There is a very attractive young foreign lady behind the counter and she is later joined by her friend who arrives by bicycle, parking just outside, next to the old granite pillar at W H Smiths. Nearby, two people are in conversation about foreign affairs and economics, an unusual subject for most people these days.
A man arrives, sits down, lights his cigarette and starts to read some business documents. He looks a friendly chap, deep in his own thoughts. I recognise him instantly as the owner/proprietor of Queen Street News, which he must've run for the past twenty years, at least. Whenever I have been in that shop, he has always been there, though his assistants come and go.
Of course, Queen Street has seen a number of changes since the mid-1980s. The old C&A department store shut down about four years ago, replaced by a Tesco Metro store, direct competition for the Queen Street News man. He also has to compete with the forlorn Costcutter in the Central Station arcade; that's two newsagents selling stuff cheaper than him. However, he seems to manage okay. Actually, he's also got the Sainsbury's metro store in the Guildhall to compete with, too.
'The pound now buys two American dollars.' The older man is talking to someone else sitting back to the window. This is where I enter the conversation!
'Well, they say the American economy is on the brink of collapse, the dollar sliding towards catastrophe.' We have a delightful conversation about this and also the history of Exeter, which L joins.

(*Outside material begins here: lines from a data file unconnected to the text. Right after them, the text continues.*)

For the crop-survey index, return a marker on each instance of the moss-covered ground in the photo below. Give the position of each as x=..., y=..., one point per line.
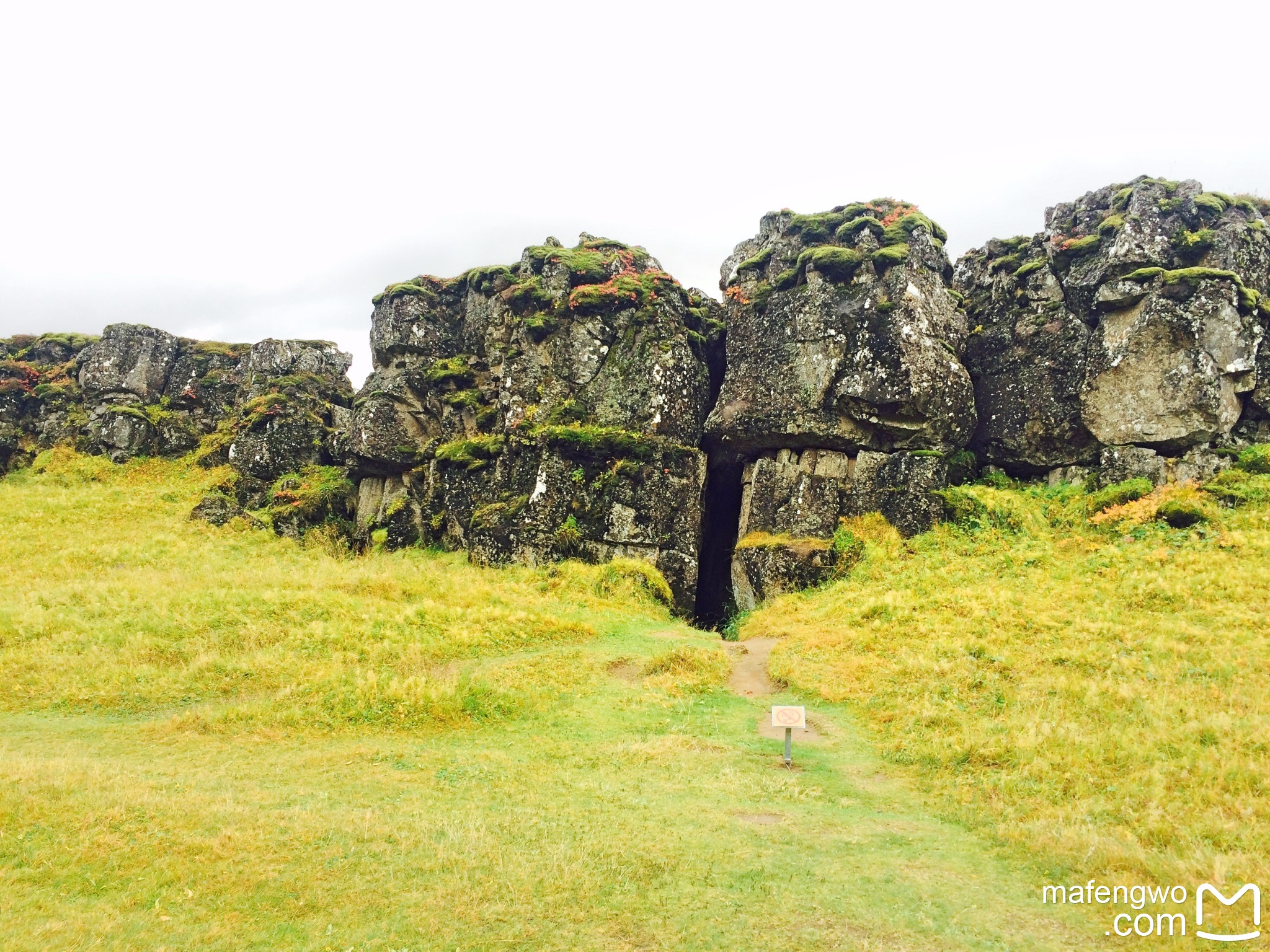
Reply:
x=220, y=739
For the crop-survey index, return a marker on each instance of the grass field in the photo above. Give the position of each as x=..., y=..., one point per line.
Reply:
x=1096, y=694
x=223, y=739
x=219, y=739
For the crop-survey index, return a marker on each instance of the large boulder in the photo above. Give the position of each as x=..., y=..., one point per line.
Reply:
x=843, y=387
x=544, y=409
x=1134, y=319
x=130, y=362
x=290, y=392
x=41, y=403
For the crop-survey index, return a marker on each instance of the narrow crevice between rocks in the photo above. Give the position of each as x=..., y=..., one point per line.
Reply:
x=721, y=514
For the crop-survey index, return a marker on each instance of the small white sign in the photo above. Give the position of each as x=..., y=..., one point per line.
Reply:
x=789, y=716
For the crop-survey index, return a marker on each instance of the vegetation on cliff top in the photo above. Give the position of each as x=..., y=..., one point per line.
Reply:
x=1075, y=673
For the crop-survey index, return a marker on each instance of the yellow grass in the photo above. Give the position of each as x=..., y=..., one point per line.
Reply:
x=1096, y=696
x=218, y=739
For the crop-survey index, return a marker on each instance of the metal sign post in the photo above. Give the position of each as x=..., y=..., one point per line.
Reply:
x=789, y=718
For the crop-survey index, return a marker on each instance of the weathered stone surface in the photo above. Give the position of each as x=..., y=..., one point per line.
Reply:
x=270, y=409
x=546, y=409
x=216, y=508
x=130, y=362
x=1135, y=318
x=842, y=335
x=774, y=566
x=1026, y=355
x=843, y=357
x=1121, y=464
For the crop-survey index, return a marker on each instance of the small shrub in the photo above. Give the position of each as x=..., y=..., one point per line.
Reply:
x=471, y=454
x=833, y=263
x=849, y=549
x=962, y=508
x=1235, y=488
x=890, y=254
x=451, y=371
x=567, y=536
x=963, y=466
x=995, y=478
x=1119, y=494
x=313, y=491
x=1255, y=459
x=634, y=575
x=1183, y=512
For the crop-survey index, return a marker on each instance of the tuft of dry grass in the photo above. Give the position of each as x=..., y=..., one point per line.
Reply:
x=687, y=669
x=120, y=603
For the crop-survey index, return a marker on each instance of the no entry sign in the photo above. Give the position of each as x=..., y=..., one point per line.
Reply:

The older man says he is 83 yet seems quite disappointed when I say that I would've said 70. Really, he could pass for 65. He says he still enjoys his annual visits to Slovenia and its capital city, Llubjana - not Llubjanka, as the other man says (the ex-KGB hellhole in the middle of Moscow, as I point out). There really are a number of international connections in the city of Exeter; quite refreshing, really.
They take their leave, the younger man - about 50 - introducing himself as 'John'. I know I have seen him many times in the past, as well, though I can't quite place where. He is like a smaller, older, grey-haired version of Frank Worthington, the maverick 1970s footballer. He has long silver hair and sideburns and a moustache. I must try and remember where I have seen him before.